“LAVORARE IN APPLE? E’ COME IN MONASTERO” - IL DIRETTORE FINANZIARIO DELLA "MELA", LUCA MAESTRI: “IO COMINCIO ALLE 4:30 MA TIM COOK SPESSO E’ GIA’ IN PISTA ALLE 3:45. L’EGO DEVI METTERLO DA PARTE: LÌ CONTA L’ARMONIA DEL GRUPPO. IL PROSSIMO STEVE JOBS? PUO’ ESSERE UN ITALIANO....”
Massimo Gaggi per il “Corriere della Sera”
«A parte le levatacce - la mattina comincio alle 4.30 e il nostro capo, Tim Cook, spesso è già in pista alle 3.45 - lavorare alla Apple significa essere in mezzo a un esercito e vivere, al tempo stesso, in un monastero» racconta il direttore finanziario del gruppo di Cupertino, Luca Maestri, durante un incontro al Consolato italiano di New York moderato dalla giornalista Maria Teresa Cometto.

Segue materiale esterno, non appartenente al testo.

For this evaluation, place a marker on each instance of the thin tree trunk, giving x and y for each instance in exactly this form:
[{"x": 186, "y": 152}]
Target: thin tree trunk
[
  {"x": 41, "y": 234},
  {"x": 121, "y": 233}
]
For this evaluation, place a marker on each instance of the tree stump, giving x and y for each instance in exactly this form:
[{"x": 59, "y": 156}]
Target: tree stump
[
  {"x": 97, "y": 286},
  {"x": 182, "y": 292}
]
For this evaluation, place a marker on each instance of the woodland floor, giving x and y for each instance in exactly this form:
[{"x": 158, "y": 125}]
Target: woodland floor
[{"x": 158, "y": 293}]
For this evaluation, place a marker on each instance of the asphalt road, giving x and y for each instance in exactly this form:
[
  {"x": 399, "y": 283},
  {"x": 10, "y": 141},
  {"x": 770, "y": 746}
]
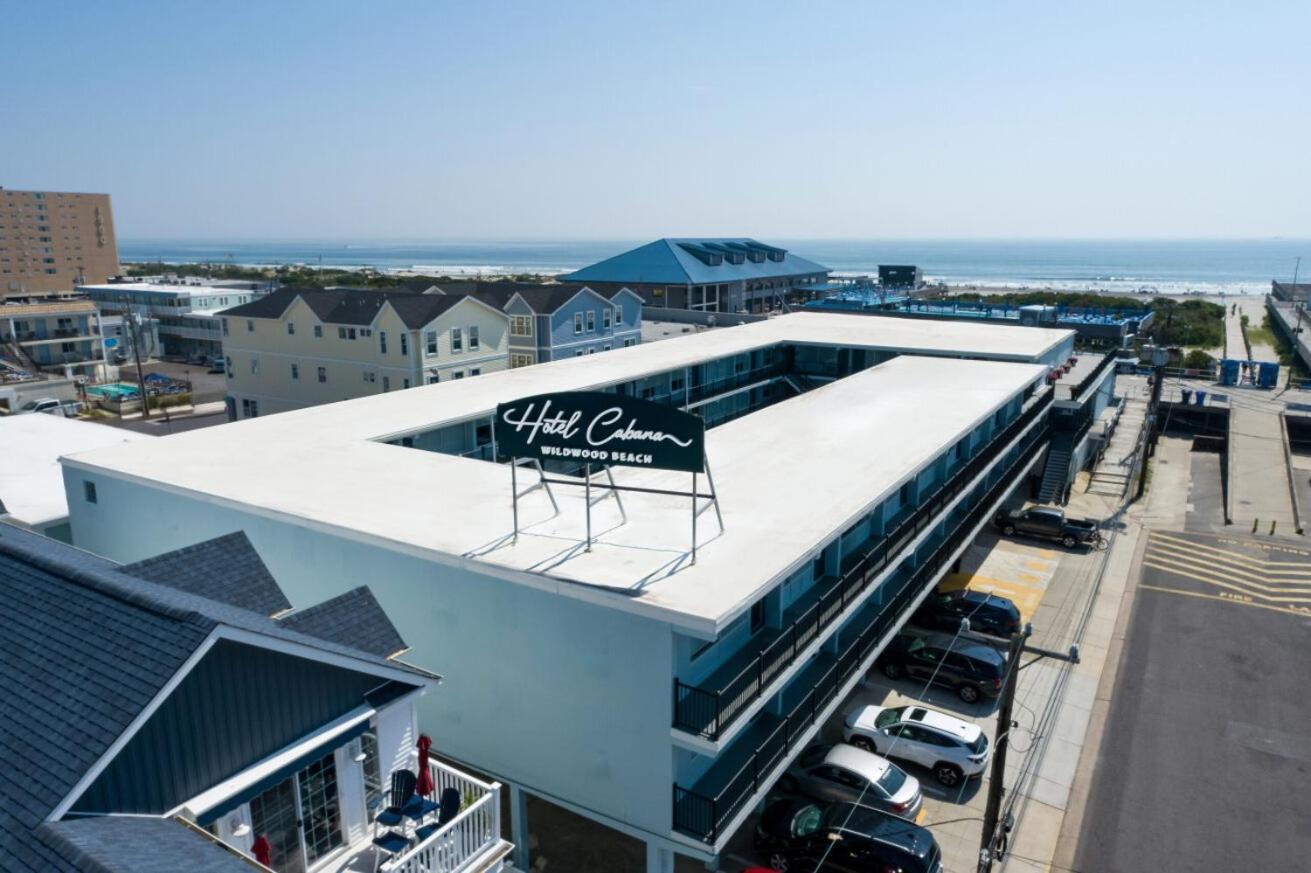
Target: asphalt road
[{"x": 1206, "y": 754}]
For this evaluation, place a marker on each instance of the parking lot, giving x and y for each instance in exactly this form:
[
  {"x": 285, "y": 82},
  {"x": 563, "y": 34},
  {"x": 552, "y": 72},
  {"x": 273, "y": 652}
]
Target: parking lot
[{"x": 1050, "y": 586}]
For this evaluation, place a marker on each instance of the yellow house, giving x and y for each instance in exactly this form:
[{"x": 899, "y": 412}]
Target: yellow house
[{"x": 307, "y": 346}]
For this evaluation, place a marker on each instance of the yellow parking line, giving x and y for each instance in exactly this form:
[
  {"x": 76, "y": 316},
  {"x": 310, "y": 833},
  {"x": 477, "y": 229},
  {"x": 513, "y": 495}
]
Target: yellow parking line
[{"x": 1299, "y": 611}]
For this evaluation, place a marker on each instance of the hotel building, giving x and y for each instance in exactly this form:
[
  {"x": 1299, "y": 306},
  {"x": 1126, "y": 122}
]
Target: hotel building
[
  {"x": 51, "y": 241},
  {"x": 590, "y": 659}
]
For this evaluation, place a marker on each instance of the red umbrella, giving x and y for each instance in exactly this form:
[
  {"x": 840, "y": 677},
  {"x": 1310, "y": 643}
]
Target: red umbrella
[
  {"x": 425, "y": 777},
  {"x": 262, "y": 851}
]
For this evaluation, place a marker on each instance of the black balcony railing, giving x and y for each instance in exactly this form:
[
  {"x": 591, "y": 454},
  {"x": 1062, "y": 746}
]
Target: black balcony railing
[
  {"x": 708, "y": 712},
  {"x": 1107, "y": 361},
  {"x": 704, "y": 815}
]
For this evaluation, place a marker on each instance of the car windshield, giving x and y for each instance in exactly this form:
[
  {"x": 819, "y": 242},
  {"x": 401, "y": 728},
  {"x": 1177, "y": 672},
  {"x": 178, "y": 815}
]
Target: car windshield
[
  {"x": 806, "y": 821},
  {"x": 888, "y": 717},
  {"x": 892, "y": 780}
]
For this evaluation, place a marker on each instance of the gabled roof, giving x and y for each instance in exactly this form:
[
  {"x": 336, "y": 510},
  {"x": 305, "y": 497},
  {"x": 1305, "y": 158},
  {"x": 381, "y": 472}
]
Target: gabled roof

Primo di una serie di dibattiti con dirigenti italiani che hanno raggiunto posizioni di vertice a livello mondiale, promossi dal console Francesco Genuardi. «Esercito», spiega questo manager considerato l' italiano di maggior peso nell' economia internazionale dopo Mario Draghi, «perché per sviluppare e mettere insieme prodotti complessi con parti di provenienza diversa che poi vanno consegnati tempestivamente ovunque nel mondo, ci vuole una disciplina militare. "Monastero" perché alla Apple l' ego lo devi mettere da parte: conta il lavoro del team, l'armonia del gruppo».

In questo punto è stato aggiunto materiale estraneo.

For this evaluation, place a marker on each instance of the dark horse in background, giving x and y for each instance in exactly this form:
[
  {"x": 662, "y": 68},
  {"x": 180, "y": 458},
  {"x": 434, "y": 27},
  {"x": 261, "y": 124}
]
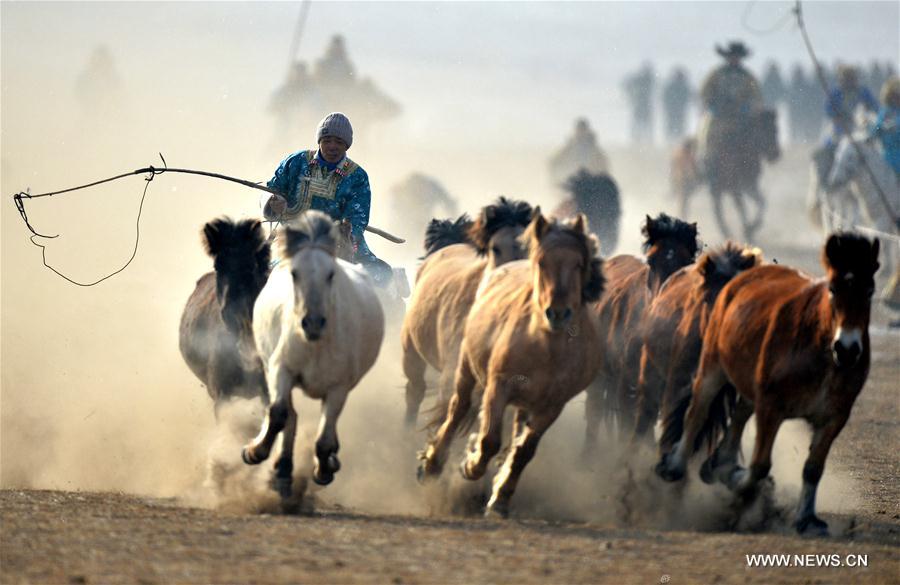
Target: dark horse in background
[
  {"x": 596, "y": 195},
  {"x": 732, "y": 164},
  {"x": 216, "y": 333}
]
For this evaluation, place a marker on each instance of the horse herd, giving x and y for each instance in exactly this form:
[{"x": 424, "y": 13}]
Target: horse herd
[{"x": 517, "y": 309}]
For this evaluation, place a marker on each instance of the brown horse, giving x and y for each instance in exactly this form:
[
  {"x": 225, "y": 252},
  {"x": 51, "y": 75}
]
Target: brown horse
[
  {"x": 673, "y": 337},
  {"x": 631, "y": 284},
  {"x": 793, "y": 347},
  {"x": 446, "y": 284},
  {"x": 216, "y": 335},
  {"x": 531, "y": 342},
  {"x": 733, "y": 163}
]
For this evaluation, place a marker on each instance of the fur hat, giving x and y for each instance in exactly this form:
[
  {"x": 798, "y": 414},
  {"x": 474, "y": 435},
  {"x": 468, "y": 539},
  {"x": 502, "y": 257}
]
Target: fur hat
[
  {"x": 335, "y": 124},
  {"x": 734, "y": 49}
]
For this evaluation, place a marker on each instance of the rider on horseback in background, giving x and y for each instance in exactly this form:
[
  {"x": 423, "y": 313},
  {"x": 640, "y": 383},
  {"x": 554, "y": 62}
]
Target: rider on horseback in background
[
  {"x": 326, "y": 180},
  {"x": 730, "y": 96},
  {"x": 841, "y": 107}
]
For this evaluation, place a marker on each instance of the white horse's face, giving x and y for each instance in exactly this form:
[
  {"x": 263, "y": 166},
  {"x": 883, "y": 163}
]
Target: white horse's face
[{"x": 313, "y": 271}]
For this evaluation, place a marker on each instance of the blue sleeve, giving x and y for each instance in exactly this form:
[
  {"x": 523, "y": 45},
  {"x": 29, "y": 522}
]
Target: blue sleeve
[
  {"x": 869, "y": 100},
  {"x": 359, "y": 203},
  {"x": 285, "y": 175},
  {"x": 833, "y": 105}
]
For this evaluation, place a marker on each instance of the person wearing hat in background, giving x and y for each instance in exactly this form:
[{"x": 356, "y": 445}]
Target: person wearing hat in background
[
  {"x": 325, "y": 179},
  {"x": 730, "y": 97}
]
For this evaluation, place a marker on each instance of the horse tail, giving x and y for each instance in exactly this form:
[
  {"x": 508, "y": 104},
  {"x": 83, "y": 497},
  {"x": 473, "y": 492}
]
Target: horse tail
[
  {"x": 713, "y": 427},
  {"x": 441, "y": 233}
]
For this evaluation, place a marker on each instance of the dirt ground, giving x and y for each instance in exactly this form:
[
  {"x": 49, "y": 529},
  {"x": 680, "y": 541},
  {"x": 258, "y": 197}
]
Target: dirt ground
[{"x": 109, "y": 520}]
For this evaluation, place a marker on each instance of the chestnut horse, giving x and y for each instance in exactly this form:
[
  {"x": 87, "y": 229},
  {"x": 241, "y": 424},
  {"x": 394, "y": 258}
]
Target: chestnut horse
[
  {"x": 631, "y": 284},
  {"x": 531, "y": 342},
  {"x": 793, "y": 347},
  {"x": 673, "y": 337},
  {"x": 216, "y": 333},
  {"x": 446, "y": 284},
  {"x": 318, "y": 326}
]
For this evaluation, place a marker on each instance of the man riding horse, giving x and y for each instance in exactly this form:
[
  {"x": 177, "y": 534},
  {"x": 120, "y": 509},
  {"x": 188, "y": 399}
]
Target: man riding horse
[
  {"x": 730, "y": 96},
  {"x": 325, "y": 179}
]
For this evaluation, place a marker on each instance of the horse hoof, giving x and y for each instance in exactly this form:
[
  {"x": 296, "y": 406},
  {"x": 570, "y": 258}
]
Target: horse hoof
[
  {"x": 248, "y": 457},
  {"x": 321, "y": 477},
  {"x": 282, "y": 485},
  {"x": 334, "y": 464},
  {"x": 497, "y": 511},
  {"x": 811, "y": 526},
  {"x": 666, "y": 473}
]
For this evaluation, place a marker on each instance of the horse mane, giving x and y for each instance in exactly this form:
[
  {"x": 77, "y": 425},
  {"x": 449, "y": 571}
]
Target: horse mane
[
  {"x": 312, "y": 228},
  {"x": 504, "y": 213},
  {"x": 590, "y": 190},
  {"x": 577, "y": 229},
  {"x": 849, "y": 251},
  {"x": 441, "y": 233},
  {"x": 244, "y": 237},
  {"x": 719, "y": 266},
  {"x": 666, "y": 227}
]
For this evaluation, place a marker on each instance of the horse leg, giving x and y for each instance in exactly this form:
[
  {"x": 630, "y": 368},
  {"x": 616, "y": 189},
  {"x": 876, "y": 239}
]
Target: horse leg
[
  {"x": 594, "y": 408},
  {"x": 823, "y": 436},
  {"x": 745, "y": 481},
  {"x": 327, "y": 445},
  {"x": 723, "y": 461},
  {"x": 436, "y": 453},
  {"x": 720, "y": 217},
  {"x": 284, "y": 466},
  {"x": 709, "y": 382},
  {"x": 414, "y": 368},
  {"x": 522, "y": 451},
  {"x": 650, "y": 381},
  {"x": 277, "y": 416},
  {"x": 489, "y": 439}
]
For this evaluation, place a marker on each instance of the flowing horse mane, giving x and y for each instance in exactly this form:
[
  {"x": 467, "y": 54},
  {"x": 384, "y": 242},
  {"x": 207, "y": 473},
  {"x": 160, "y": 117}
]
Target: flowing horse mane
[
  {"x": 665, "y": 227},
  {"x": 541, "y": 229},
  {"x": 504, "y": 213},
  {"x": 313, "y": 228}
]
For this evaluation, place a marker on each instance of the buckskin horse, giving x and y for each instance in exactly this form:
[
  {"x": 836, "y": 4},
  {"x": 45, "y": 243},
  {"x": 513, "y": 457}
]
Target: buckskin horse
[
  {"x": 318, "y": 326},
  {"x": 792, "y": 347},
  {"x": 215, "y": 335},
  {"x": 631, "y": 283},
  {"x": 446, "y": 284},
  {"x": 531, "y": 342}
]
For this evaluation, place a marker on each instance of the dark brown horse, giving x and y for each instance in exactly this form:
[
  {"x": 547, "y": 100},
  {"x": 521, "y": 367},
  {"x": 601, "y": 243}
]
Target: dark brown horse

Maestri non rivela nulla dei progetti futuri di Apple, ma si sofferma sulle sfide dell' era Trump. L'azienda si oppone a ogni misura limitativa dell' immigrazione: «Per noi sono steccati inconcepibili: siamo una società aperta con dipendenti di tutti i Paesi del mondo. Sono tutti uguali: contano solo le loro capacità, il talento che portano in America e alla Apple». Ma se altri in California si isolano o, addirittura, costruiscono rifugi antiatomici, «noi non abbiamo piani d'emergenza per la fine del mondo, non costruiamo bunker. Per noi la parola chiave è "engage": confrontarsi, discutere, spiegare, cercare di convincere».

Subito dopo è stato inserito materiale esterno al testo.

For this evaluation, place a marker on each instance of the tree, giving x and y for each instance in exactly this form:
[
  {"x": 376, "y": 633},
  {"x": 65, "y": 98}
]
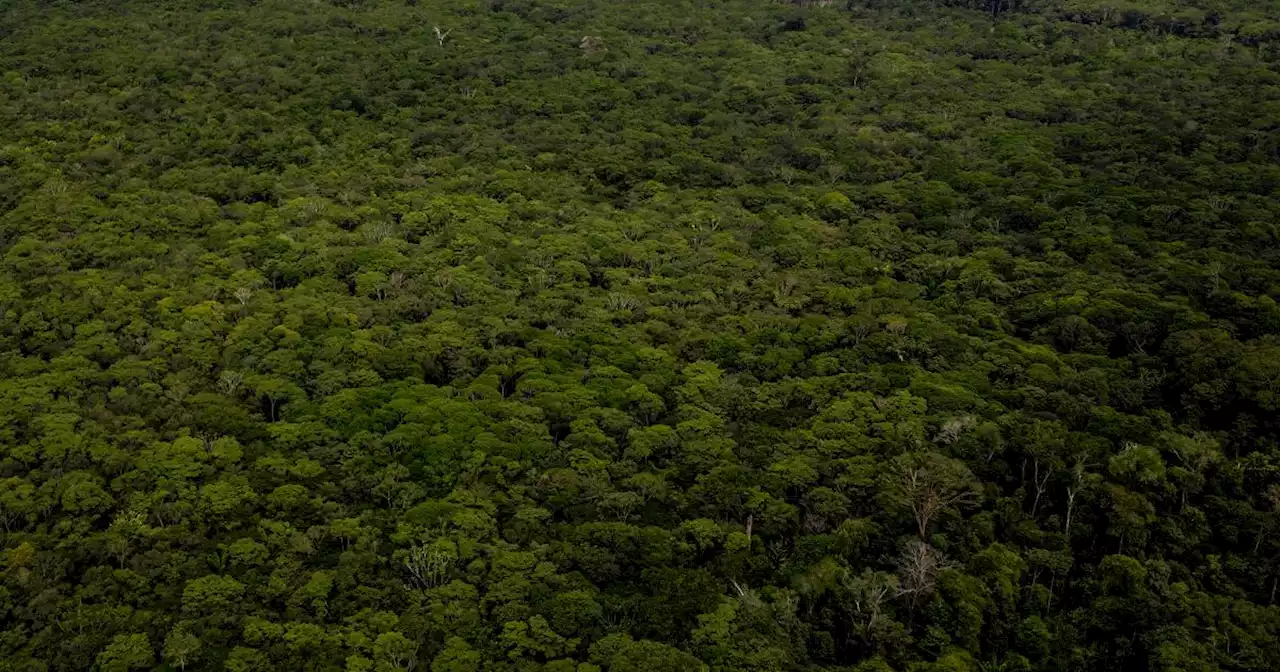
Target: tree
[{"x": 928, "y": 485}]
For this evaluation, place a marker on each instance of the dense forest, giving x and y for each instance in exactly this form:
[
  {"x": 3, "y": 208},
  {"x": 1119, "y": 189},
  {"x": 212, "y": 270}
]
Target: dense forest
[{"x": 460, "y": 336}]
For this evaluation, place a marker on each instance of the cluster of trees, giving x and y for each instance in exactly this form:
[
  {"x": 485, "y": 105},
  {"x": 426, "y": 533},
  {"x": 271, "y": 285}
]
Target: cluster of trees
[{"x": 613, "y": 337}]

cook e farrell cantano sweet home alabama
Tenendo un occhio puntato su immigrazione, diritti civili e tenuta della società («la crescente diffusione di notizie false» ha detto ieri l'amministratore delegato di Apple, Tim Cook, «distrugge la capacità di giudizio dei cittadini. Dobbiamo fare qualcosa, non possiamo cavarcela con lamenti e denunce») e l'altro sulla riforma fiscale, attesa da anni e ora promessa da Trump: «L'America ha la tassazione delle imprese più alta al mondo, il 35%. Aspettiamo che venga ridotta a un livello simile agli altri Paesi per riportare negli Usa i nostri profitti».
Capitali enormi: Apple tiene parcheggiati all' estero circa 240 miliardi di dollari. Come il Pil di un Paese di medie dimensioni: il chief financial officer Maestri lo gestisce con un team di appena 7 persone. Poi si passa al privato: la sua esperienza di «cervello» italiano all'estero, il nomadismo (ha lavorato per molte aziende e vissuto in vari Paesi, dal Brasile alla Polonia) e la famiglia coi figli la cui voracità nell'uso di iPhone e altre piattaforme digitali viene frenata usando uno strumento di controllo chiamato «Circle» che limita e, all'occorrenza, blocca tutti gli apparati elettronici della casa.
«Essere italiano per me è stato sempre un "plus", mai uno svantaggio - racconta Maestri -. E l'università italiana, la Luiss nel mio caso, mi ha preparato bene. In Italia c'è talento e buona formazione. Manca la capacità di fare sistema, dal rapporto scuola-impresa alla raccolta di capitali. I giovani italiani devono osare, uscire, ce la possono fare: il prossimo Steve Jobs può essere un italiano».